Rocky, Welcome.
This is my take, after a little over a year learning from the guys on the forum, Howard's FAQ, the HI Site, and many, many Nepai sites on the web, just for background.
"The" blade began as a weapon, dropped off in the area when Hannibal passed by. It has been developed across the varied terrain of Nepal by farmers, village kamis, warriors and armourers. Most of it's development was as a daily agricultural tool, but it was always flavored with the probability that it would be needed as a weapon. Some are weighted more in one direction than the other. Another major factor in development was the terrain in which a given style either "began life" or "outlasted competition" in any given area. Then, just to confuse things, each blade's area of influence began to overlap many of the others. The mix is also spiced with designs intended purely for the military.
Finally, what HI has selected to make, falls into two broad groups - wide bladed choppers, and the leaf-bladed slicers. Both overlap each others' abilties, but the slim blades developed in viney, grassy areas don't chunk firewood well, and the big choppers don't build as much speed, and won't cut springy brush and vines.
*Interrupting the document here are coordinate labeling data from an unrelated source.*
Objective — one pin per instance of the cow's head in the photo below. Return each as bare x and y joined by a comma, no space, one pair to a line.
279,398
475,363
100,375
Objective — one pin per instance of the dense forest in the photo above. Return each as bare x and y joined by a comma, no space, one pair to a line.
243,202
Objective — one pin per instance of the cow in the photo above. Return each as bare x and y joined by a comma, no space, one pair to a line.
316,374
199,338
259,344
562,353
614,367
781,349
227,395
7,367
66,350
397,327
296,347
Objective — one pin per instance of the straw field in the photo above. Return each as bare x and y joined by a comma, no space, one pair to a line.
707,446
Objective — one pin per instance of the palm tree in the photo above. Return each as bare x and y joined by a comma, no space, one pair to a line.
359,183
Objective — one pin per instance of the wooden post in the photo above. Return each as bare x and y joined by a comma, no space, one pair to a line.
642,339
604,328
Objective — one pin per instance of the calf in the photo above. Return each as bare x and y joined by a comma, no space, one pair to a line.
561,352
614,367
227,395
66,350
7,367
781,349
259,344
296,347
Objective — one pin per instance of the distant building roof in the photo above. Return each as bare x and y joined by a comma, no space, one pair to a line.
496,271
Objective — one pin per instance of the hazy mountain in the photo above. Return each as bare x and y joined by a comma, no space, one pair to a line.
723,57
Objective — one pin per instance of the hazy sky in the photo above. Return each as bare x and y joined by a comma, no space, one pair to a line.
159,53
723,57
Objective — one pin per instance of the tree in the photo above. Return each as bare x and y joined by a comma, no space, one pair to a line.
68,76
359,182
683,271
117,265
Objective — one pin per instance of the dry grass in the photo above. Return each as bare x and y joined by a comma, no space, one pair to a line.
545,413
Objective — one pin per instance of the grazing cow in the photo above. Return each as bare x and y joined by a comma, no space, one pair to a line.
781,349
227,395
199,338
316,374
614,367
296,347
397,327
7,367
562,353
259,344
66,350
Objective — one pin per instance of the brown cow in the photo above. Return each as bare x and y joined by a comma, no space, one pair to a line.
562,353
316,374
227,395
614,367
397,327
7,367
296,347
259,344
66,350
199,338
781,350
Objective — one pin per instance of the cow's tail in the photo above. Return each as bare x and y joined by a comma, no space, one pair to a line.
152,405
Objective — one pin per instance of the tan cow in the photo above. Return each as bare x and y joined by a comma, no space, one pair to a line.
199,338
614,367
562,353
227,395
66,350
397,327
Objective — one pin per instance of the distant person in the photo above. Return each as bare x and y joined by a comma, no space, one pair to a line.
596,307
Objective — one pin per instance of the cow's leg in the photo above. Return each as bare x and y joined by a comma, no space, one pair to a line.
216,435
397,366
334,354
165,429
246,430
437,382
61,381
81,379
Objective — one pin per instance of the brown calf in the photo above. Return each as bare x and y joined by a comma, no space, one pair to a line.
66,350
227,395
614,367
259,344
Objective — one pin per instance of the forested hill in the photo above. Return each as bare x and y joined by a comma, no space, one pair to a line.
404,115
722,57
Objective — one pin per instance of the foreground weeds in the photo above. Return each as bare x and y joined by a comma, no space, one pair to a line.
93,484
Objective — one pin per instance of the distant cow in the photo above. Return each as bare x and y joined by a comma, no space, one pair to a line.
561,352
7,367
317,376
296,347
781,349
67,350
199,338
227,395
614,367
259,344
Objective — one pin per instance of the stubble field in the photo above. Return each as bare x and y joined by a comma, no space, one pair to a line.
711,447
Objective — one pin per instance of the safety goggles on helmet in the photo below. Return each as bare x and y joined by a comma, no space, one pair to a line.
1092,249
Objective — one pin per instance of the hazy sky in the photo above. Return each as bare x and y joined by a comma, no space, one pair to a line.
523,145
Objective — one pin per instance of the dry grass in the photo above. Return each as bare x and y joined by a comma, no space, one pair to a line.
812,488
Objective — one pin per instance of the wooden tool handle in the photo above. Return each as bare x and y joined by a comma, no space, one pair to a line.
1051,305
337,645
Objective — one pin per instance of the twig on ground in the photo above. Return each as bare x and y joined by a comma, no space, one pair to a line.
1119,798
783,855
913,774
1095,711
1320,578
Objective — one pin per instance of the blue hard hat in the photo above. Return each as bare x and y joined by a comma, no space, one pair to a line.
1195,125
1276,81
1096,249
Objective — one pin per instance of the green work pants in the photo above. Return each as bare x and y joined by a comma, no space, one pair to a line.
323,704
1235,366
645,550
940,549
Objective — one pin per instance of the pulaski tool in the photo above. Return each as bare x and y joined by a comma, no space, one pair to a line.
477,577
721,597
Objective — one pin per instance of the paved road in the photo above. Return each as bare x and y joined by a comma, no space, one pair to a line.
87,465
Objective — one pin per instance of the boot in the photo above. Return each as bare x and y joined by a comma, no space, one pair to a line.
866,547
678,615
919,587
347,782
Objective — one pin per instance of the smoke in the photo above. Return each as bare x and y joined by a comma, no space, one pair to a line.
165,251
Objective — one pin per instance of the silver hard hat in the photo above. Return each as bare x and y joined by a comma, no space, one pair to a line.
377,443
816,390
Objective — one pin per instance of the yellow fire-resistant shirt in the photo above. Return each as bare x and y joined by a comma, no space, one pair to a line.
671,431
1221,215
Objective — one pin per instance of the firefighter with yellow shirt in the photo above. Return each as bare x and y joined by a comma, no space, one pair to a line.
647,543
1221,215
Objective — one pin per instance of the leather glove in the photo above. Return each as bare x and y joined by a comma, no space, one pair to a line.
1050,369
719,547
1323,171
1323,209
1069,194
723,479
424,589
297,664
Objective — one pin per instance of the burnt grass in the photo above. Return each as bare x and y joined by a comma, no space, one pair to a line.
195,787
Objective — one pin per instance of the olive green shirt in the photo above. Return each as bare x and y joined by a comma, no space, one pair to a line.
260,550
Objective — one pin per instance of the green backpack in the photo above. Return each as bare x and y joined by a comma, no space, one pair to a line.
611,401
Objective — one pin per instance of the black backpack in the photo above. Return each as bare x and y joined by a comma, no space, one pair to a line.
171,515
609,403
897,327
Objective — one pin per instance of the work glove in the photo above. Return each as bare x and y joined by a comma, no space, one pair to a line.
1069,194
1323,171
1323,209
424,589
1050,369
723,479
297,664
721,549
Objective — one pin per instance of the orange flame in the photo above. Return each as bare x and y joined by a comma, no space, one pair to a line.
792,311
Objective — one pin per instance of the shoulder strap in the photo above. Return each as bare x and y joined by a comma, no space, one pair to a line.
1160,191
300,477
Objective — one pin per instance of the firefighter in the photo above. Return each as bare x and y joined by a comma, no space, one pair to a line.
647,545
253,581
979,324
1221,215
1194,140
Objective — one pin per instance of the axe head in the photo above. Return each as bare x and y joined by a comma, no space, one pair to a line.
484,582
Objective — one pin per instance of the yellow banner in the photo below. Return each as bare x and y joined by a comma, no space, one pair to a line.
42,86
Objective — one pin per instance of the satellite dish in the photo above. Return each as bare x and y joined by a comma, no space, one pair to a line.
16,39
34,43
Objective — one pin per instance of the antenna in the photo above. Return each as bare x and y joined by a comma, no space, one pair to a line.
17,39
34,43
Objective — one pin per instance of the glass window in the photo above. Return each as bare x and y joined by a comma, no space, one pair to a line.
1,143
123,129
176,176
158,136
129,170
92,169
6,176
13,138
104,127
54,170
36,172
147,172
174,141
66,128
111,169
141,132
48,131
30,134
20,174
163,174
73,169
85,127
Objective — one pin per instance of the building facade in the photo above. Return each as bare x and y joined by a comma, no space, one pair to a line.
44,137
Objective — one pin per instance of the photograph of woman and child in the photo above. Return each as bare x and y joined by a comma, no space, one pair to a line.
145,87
Sizes, IMHO, are like clothing sizes - Heber wears a 25" AK (and pretty well dressed he is, too

), but I'm a size 15-20 in most blades. The Ganga Ram is the chopping king, at one end of the spectrum, and the Kobra is probably the slicing/slashing king at the other. Yvsa's Cherokee Special is a heavily fullered wide blade looks like a chopper (and is) but is light enough to build speed for slashing (and does). The fun comes when you get (as you propose) one from each end of the spectrum, and then start working toward the middle.